Rispetto agli altri Paesi dell’Eurozona, l’Italia probabilmente farà – in termini relativi – meglio della Germania, ma peggio della Francia. Questo è quanto prevede il consenso del mercato e noi lo condividiamo. Infatti, è probabile che il prossimo anno il PIL tedesco subisca una contrazione piuttosto significativa, mentre la Francia dovrebbe fare meglio. L’Italia si colloca tra le due, quando si parla di previsioni economiche per il prossimo anno.


Asset Allocation
Riteniamo che sia ancora prematuro aumentare l’esposizione azionaria nei nostri portafogli, poiché il picco dell’inflazione e dei tassi non è ancora stato raggiunto. Tuttavia, le obbligazioni offrono opportunità interessanti, in particolare nel segmento corporate investment-grade, dove il profilo rischio/rendimento è di nuovo favorevole e gli spread creditizi sono superiori alla loro media di lungo periodo. Privilegiamo le scadenze brevi su emittenti di qualità. Per quanto riguarda le obbligazioni sovrane, privilegiamo una duration elevata. Al di sopra del 4%, la parte a lunga scadenza della curva dei rendimenti offre rendimenti interessanti e protezione da uno scenario di grave recessione. A livello settoriale, abbiamo un’esposizione difensiva sui beni di consumo e sulla sanità, nonché sul settore energetico. Rimaniamo sovraesposti sul dollaro USA, che beneficia della politica monetaria della Federal Reserve e della relativa forza dell’economia statunitense rispetto agli altri Paesi sviluppati.

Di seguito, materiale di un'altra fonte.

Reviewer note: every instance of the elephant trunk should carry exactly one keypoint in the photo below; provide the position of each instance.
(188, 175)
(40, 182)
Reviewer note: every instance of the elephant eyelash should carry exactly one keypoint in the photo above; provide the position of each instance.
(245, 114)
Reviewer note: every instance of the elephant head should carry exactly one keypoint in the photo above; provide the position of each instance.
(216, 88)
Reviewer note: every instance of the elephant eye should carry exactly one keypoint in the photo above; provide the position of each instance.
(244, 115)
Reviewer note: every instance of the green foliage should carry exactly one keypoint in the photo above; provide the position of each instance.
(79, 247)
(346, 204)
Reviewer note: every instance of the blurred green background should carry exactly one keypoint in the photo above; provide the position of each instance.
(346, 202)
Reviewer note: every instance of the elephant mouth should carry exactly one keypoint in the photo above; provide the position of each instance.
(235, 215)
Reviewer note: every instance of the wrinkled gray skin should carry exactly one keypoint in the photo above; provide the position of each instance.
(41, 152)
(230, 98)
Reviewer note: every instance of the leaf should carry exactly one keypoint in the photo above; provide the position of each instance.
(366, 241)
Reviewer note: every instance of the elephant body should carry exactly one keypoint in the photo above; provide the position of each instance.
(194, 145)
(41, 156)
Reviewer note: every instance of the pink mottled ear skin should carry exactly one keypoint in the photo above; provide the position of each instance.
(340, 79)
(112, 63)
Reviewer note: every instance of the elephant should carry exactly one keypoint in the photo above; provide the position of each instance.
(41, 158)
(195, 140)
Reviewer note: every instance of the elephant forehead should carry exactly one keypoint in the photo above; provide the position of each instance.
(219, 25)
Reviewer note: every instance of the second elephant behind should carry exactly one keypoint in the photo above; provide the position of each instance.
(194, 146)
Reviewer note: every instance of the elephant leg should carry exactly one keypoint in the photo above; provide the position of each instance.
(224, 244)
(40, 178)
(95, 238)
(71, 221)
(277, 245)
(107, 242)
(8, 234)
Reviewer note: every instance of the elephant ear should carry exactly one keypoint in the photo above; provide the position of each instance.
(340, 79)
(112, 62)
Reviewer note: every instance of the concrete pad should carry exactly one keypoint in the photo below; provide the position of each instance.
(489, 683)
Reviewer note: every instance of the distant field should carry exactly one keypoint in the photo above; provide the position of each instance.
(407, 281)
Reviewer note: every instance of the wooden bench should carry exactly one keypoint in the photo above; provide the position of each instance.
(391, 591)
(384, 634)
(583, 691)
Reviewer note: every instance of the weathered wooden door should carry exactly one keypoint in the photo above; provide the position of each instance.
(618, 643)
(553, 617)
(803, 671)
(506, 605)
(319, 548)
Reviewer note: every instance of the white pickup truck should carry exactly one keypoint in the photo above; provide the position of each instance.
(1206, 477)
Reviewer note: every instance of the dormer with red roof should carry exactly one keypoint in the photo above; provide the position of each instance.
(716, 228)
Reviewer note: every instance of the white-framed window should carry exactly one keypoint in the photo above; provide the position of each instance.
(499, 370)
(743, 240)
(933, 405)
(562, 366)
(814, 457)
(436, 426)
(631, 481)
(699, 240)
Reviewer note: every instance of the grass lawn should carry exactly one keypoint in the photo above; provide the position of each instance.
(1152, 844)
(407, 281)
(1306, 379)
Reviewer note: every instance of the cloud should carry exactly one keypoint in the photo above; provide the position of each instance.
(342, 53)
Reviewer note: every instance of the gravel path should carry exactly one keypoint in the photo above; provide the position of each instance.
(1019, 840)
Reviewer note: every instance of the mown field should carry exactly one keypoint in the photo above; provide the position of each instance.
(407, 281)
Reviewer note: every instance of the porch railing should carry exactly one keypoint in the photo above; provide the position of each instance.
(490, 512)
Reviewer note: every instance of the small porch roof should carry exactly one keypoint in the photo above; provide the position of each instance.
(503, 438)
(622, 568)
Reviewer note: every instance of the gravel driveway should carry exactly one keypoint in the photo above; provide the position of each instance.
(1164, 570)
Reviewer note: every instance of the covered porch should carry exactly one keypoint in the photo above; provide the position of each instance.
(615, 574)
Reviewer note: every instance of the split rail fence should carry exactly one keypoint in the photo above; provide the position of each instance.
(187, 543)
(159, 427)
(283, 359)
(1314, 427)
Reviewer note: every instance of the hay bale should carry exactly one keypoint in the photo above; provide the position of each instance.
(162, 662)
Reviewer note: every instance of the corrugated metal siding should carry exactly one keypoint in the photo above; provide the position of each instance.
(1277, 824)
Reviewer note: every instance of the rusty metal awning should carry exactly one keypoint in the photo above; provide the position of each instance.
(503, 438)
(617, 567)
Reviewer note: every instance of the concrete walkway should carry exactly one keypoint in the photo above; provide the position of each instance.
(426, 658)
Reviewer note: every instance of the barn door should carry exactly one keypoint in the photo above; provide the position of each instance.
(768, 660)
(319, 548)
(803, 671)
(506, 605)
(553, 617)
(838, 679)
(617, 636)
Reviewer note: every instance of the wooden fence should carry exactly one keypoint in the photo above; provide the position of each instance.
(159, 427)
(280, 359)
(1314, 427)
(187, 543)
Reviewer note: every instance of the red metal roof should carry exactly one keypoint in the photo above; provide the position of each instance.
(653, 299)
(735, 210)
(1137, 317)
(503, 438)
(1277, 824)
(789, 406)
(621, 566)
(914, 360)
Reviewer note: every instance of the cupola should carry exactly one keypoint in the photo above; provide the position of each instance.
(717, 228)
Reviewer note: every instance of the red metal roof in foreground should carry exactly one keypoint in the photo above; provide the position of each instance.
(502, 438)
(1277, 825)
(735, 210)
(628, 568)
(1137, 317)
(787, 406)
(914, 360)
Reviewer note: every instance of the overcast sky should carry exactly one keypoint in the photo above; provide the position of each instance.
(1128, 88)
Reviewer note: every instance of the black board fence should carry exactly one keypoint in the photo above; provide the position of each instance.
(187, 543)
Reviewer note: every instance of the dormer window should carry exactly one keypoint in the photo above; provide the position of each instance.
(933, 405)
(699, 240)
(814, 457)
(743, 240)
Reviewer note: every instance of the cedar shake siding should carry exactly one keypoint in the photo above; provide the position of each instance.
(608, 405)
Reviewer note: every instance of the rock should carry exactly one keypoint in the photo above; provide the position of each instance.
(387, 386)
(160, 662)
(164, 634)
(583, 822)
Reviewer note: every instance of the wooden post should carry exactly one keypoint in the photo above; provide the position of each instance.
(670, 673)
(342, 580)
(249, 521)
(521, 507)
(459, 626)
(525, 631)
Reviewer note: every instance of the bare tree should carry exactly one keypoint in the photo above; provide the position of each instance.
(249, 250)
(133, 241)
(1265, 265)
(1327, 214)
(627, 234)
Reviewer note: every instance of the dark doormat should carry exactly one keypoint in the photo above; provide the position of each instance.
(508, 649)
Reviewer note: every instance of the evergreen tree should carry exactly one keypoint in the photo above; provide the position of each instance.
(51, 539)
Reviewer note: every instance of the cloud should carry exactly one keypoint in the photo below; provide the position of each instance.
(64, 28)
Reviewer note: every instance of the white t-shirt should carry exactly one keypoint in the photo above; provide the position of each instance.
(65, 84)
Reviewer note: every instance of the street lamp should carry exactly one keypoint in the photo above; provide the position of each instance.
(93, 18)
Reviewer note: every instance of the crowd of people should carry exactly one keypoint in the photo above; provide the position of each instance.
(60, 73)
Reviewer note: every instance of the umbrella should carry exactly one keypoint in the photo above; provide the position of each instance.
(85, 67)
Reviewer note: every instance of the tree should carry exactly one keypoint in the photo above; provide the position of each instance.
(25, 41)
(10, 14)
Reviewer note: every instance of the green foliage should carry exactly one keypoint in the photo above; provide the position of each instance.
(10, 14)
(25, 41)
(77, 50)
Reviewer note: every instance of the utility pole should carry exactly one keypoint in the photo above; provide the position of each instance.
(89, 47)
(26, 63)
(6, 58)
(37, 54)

A conclusione dell’evento, David Basola, Head of Southern Europe di Mirabaud AM ha dichiarato: “In un contesto complesso come quello attuale, la gestione attiva consente da un lato di difendersi slegandosi dai benchmark dall’altro di poter ambire a cogliere opportunità che si dovessero presentare. Storicamente nelle fasi di grandi incertezza si creano dislocazioni e dispersioni molto interessanti che un gestore attivo disciplinato ha modo di cogliere con efficacia. La gestione attiva è nel nostro DNA di boutique altamente specializzata e con radici profonde. Abbiamo alle spalle la solidità e l’esperienza di un Gruppo bancario con oltre duecento anni di storia. Possiamo offrire soluzioni di investimento ad alto valore aggiunto grazie a una gestione attiva su asset class di nicchia come la piccola e media capitalizzazione sull’azionario; debito societario investment grade, high yield ed emergente nel reddito fisso; le obbligazioni convertibili tra le strategie ibride, coniugata con un rigoroso approccio alla sostenibilità. Siamo stati tra i principali sostenitori della gestione attiva perché crediamo nel talento e nell’esperienza. Il successo del nostro fondo Haussmann nato nel 1973, uno dei nostri flagship che ad oggi è ancora tra i primi fondi di fondi hedge in Europa, è una conferma delle nostre expertise. Sul fronte della sostenibilità siamo firmatati dei principi PRI delle Nazioni Unite dal 2010, ben prima che diventasse un filone mainstream. Il nostro posizionamento di boutique specializzata, indipendente e a capitale privato ci consente di avere un approccio di lungo termine ma al tempo stesso flessibile e dinamico: questo è assolutamente necessario per potere ambire al successo su un mercato maturo e competitivo come quello italiano. L’Italia per noi è diventato il secondo mercato in termini di investitori, dopo quello svizzero di origine, e abbiamo deciso di presidiarlo direttamente con l’apertura quest’anno di una branch a Milano con l’obiettivo di offrire un punto di riferimento costante e un maggiore servizio alla clientela professionale ed istituzionale italiana”.